Florrie winked at Stephen, as if to say: “I know all about it”—which undoubtedly she did; and Robin and Lance clinked their glasses together as if they were drinking a loving-cup. In his lazy and offensive drawl Sir Almeric addressed them both:

“A little difference of opinion over a lady, perhaps?”

Lance swung round angrily, and Stephen had the pleasant fancy that his sword-hand moved towards his hip. Once again Stephen was aware of the feeling of conflict he had had in the street, which had reminded him of Verona: “And now, these hot days, is the mad blood stirring.” Lance and Robin might indeed have been two tall young Elizabethans, lean, eager, quick on the draw, their days and nights gloriously compounded of poetry and brawls and Juliets and Rosalines; nor did it take much imagination to turn the arrogant Sir Almeric into Tybalt. The thought occurred to Stephen suddenly that the real Pageant was here, in this bar, in the streets, in the shops and houses, in the balloon factory; and that whatever happened six weeks hence in front of the grandstand on the Bloody Meadow would be by comparison but a rattling of dry bones.

Robin touched Lance on the arm and they drew apart, taking their beer into the farthest corner of the room, where they soon began to chuckle together over some private
joke. The Mayor had just come in, with Councillor Noakes as usual at his heels; and now Mr. Runcorn joined them, and the three Elder Statesmen, sipping their drinks, began to shake grizzled heads over the Outrage of the posters. Mr. Gurney put in some sharp comment which Stephen couldn't hear, and Councillor Noakes snapped back at him; you could almost see the sparks fly.

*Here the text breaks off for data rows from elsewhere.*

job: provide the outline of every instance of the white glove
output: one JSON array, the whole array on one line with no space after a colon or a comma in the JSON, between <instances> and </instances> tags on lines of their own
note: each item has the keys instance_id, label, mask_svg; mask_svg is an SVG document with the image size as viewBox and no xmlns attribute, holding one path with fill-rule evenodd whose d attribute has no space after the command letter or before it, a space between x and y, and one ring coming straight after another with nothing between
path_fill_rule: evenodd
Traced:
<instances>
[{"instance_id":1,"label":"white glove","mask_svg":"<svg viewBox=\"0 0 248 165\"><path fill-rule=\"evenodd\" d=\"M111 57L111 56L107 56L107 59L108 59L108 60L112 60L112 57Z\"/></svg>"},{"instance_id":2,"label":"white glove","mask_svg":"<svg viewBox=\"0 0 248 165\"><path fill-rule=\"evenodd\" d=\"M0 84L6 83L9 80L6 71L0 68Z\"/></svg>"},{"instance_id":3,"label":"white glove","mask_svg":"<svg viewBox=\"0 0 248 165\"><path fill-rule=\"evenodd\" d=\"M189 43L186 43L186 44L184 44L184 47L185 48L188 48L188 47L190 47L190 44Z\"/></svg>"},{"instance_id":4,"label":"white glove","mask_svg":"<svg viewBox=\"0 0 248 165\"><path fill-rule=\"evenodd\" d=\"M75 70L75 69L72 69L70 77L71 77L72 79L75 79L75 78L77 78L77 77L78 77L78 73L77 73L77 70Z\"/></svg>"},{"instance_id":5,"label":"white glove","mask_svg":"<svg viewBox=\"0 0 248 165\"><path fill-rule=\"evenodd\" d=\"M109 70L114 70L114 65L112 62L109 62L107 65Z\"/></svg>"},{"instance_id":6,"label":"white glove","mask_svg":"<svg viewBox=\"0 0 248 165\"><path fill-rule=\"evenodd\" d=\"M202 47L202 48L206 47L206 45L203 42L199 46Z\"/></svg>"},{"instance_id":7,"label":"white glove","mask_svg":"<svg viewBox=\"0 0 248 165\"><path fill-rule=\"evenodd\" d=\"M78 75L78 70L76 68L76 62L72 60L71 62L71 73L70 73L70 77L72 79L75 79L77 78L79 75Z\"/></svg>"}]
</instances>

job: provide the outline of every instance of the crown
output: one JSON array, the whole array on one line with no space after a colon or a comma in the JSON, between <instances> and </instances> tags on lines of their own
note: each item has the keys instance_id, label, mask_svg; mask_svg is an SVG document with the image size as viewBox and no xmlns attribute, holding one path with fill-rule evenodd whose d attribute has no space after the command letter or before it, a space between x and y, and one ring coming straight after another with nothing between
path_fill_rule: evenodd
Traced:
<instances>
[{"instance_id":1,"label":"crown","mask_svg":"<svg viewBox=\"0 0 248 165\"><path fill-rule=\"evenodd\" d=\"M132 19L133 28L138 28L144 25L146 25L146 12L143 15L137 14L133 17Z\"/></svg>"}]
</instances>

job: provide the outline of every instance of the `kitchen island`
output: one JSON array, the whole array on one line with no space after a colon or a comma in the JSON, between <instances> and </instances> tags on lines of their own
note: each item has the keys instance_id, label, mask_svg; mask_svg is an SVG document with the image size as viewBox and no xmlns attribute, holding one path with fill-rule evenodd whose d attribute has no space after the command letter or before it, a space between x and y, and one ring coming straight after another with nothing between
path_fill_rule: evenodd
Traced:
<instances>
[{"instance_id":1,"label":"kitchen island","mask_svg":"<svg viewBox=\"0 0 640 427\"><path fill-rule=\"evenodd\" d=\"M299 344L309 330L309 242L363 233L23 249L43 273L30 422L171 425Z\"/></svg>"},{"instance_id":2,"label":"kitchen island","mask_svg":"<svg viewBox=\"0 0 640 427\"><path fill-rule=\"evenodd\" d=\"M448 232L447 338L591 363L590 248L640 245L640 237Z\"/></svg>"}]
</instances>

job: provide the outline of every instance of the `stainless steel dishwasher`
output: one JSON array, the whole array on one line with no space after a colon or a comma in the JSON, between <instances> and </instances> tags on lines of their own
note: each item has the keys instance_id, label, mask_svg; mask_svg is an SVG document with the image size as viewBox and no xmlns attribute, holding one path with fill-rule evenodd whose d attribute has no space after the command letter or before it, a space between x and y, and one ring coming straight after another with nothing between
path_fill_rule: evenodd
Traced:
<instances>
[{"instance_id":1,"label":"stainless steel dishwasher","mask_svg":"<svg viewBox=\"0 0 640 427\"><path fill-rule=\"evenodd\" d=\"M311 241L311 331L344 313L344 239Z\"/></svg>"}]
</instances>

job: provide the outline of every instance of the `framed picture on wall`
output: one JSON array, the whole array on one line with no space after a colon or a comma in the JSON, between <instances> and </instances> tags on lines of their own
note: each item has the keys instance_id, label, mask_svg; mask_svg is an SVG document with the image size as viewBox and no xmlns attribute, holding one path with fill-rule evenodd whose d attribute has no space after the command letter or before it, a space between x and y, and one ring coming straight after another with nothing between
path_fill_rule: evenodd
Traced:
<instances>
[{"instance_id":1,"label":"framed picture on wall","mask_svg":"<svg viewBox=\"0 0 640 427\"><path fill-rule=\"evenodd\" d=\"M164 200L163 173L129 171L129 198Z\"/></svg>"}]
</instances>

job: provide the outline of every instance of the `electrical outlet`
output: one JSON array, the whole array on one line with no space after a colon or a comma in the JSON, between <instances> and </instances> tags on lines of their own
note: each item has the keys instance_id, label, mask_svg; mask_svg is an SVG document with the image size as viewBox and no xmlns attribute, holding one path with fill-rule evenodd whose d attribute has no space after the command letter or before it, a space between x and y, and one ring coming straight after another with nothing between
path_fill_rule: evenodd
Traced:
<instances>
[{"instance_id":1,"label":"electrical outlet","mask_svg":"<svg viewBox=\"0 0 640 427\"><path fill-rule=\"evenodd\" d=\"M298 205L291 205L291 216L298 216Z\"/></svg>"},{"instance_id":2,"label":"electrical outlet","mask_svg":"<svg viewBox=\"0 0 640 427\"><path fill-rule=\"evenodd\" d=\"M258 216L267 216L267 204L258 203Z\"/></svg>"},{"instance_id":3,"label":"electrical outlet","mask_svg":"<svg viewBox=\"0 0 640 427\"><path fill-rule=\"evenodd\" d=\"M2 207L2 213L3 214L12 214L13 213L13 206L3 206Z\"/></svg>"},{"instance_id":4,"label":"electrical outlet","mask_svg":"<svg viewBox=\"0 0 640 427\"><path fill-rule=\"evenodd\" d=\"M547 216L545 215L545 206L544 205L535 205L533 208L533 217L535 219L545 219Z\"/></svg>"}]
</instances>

The Mayor, turning to John Handiman, said genially: “Well, John, I suppose your factory's full of flat-footed policemen this morning, eh?” and John, looking straight at him, replied:

“That's nothing. We're expecting the bailiffs at any moment.”

There was an awkward silence during which Stephen in embarrassment glanced about the bar, and then forgot his embarrassment as he became fascinated by the assortment of faces. His glance travelled from John's fine-drawn face to the Mayor's kindly and puzzled one; from Florrie rising majestic behind the counter to Sir Almeric lounging upon it, and Mr. Gurney contemplating his umbrella-handle and thinking his thoughts; from Councillor Noakes who collected “little books printed in Paris” to those ardent young men, Robin elegant in a flowered waistcoat, Lance wearing his black eye with an air of You-be-damned; and as Stephen looked about him he was struck not for the first time by the infinite permutations and combinations of character which even a small town could afford. “What a rich hotch-potch,” he said to himself, “is there within these four walls now, and how it sizzles and steams and boils up like a witch's cauldron!” He felt life swirling about him; man's proud and angry dust was bestirring itself, the air was
charged with emotions as it was charged with thunder; and in a flash he thought of his Festival as a sort of Frankenstein's monster which perhaps would take command of those who were trying to create it.